Residual Analysis | Lean Six Sigma Black Belt

Residual Analysis

Residuals are estimates of experimental error obtained by subtracting the observed response from the predicted response. The predicted response is calculated from the chosen model, after all the unknown model parameters have been estimated from the experimental data. Residuals can be thought of as elements of variation unexplained by the fitted model. Since this is a form of error, the same general assumptions apply to the group of residuals that one typically uses for errors-in general:

One expects them to be normally and independently distributed with a mean of 0 and some constant variance.
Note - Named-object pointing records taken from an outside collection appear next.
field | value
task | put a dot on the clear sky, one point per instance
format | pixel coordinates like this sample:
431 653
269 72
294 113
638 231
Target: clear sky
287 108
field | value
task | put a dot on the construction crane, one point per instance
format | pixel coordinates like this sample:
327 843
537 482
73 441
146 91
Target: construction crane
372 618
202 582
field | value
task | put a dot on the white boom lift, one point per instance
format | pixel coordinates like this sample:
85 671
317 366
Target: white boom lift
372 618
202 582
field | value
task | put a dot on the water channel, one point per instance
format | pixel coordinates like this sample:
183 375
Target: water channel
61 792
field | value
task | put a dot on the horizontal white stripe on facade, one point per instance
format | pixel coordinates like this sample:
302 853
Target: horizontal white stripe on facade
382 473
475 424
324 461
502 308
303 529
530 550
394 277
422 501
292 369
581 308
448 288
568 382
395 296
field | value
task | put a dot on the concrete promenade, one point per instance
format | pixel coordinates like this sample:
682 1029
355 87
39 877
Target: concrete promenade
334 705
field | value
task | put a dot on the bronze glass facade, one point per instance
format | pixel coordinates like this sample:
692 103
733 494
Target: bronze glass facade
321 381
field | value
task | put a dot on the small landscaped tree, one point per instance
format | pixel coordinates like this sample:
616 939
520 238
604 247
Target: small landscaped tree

These are the assumptions behind ANOVA and classical regression analysis.This means that an analyst should expect a regression model to err in predicting a response in a random fashion; model should predict values higher and lower than actual, with equal probability.

In addition, the level of the error should be independent of when the observation occurred in the study, or the size of the observation being predicted, or even the factor settings involved in making the prediction. The overall pattern of the residuals should be similar to the bell-shaped pattern observed when plotting a histogram of normally distributed data. Departures from assumptions usually mean that the residuals contain structure that is not accounted for in the model. Identifying that structure, and adding a term representing it to the original model, leads to a better model. Any graph suitable for displaying the distribution of a set of data is suitable for judging the normality of the distribution of a group of residuals.

DATA TRANSFORMATION and BOX-COX

Box Cox transformation is a critical tool that is used to transform data from any distribution to normal distribution. It functions on a trial and error basis.

For example: If a given set of data does not follow a normal distribution, the data can be transformed using Box-Cox Transformation and checked if data is successfully transformed to Normal Distribution. In case, it has not done that, the data can again be further transformed using Box Cox Transformation and we can check if the data is now normally distributed.